Most AI assistants today are still waiting for you. You open a chat box, you type a request, you hit enter, and the thing does something. It’s reactive by design. A startup called IrisGo wants to flip that around — and it just pulled in $2.8 million to try.

The company came out of stealth-ish mode on May 20, backed by a seed round led by Andrew Ng’s AI Fund, with Nvidia and Google also on the cap table. That’s a notable trio. Ng has spent the last couple of years arguing that the real money in AI isn’t the models themselves but the applications built on top of them, and IrisGo is exactly that kind of bet. Nvidia and Google rarely show up together on a $2.8 million seed unless something about the architecture interests them.

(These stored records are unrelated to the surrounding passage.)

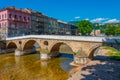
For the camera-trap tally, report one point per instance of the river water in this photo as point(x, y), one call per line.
point(29, 67)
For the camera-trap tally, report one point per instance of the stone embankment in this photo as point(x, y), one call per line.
point(101, 68)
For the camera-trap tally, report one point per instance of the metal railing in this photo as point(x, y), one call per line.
point(76, 38)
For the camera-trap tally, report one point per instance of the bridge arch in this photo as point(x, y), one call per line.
point(28, 45)
point(56, 47)
point(96, 48)
point(11, 45)
point(92, 51)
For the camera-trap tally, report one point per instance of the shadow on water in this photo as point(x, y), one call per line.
point(30, 67)
point(105, 70)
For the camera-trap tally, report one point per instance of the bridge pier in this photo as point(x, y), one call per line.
point(18, 52)
point(81, 60)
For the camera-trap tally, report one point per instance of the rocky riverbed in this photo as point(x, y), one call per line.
point(98, 69)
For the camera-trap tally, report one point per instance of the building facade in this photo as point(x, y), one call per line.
point(14, 22)
point(18, 22)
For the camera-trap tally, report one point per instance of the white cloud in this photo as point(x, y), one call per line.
point(77, 17)
point(112, 21)
point(86, 19)
point(98, 20)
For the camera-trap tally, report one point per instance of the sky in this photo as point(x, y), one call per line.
point(107, 11)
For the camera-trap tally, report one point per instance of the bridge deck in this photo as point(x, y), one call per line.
point(76, 38)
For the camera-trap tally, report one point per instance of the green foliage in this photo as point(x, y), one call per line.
point(117, 30)
point(85, 27)
point(113, 53)
point(112, 30)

So what is it? IrisGo is a desktop agent — it lives on your computer, not in a browser tab — and its whole pitch is what I’d call “show, don’t tell” automation. You do a task once, with the agent watching. It learns the steps. Then it can repeat that workflow on its own, without you scripting anything or wiring up APIs. The company calls the end goal a “proactive” assistant: software that notices a repetitive chore and offers to take it off your plate, rather than sitting there until you spell everything out.

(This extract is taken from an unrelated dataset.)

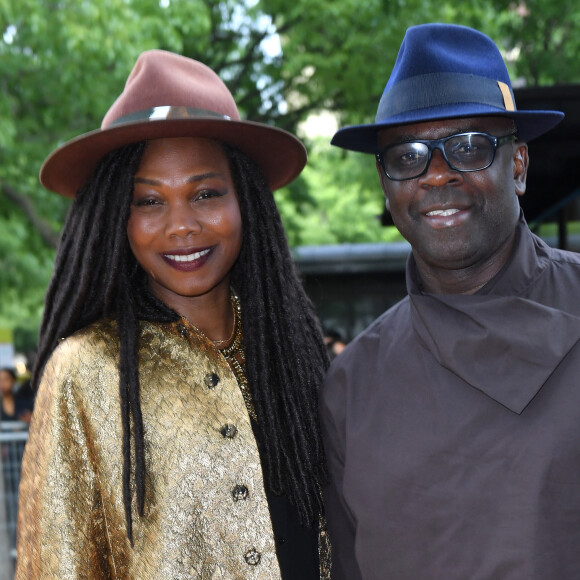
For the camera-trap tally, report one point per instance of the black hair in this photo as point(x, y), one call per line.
point(96, 276)
point(10, 371)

The founder is Jeffrey Lai, and his résumé is the most interesting tell here. Lai is a former Apple engineer who built the Chinese-language version of Siri. The company name, “Iris,” is literally Siri spelled backward. That’s not subtle, and it’s not meant to be. The message is: the old voice assistant model — wake word, single command, one answer — was a dead end, and the next thing watches your screen and acts.

Under the hood, IrisGo runs what the company describes as a hybrid setup. A lot of the processing happens on-device, leaning on the local NPU or GPU in modern “AI PCs.” Heavier or more complex tasks can get routed to the cloud — but, the company says, only when you explicitly authorize it, and with end-to-end encryption when it does. That on-device emphasis is doing real work in the pitch, because the obvious objection to any agent that watches your entire desktop is: where does all that screen data go?

Quick note on the privacy story: it’s not airtight yet. TechCrunch and the company’s own materials describe the on-device-first design, but at least one trade outlet covering the seed round flagged that the exact split — what stays local, what leaves the machine — hasn’t been fully spelled out. For a tool aimed at office workers handling invoices and internal documents, that detail is going to matter a lot more than the demo reel.

The product ships with a built-in skills library — IrisGo’s site lists 20-plus pre-built workflows across sales, support, finance, and HR, things like email drafting, invoice processing, report building, and document summarization. There’s also a coding assistant bundled in. The target user isn’t developers, though. It’s the knowledge worker who spends a chunk of every day on clerical busywork and has no interest in writing automation scripts. Lai frames the goal as letting humans focus on “high-level conceptual work while agentic systems take care of all the clerical work in the background.”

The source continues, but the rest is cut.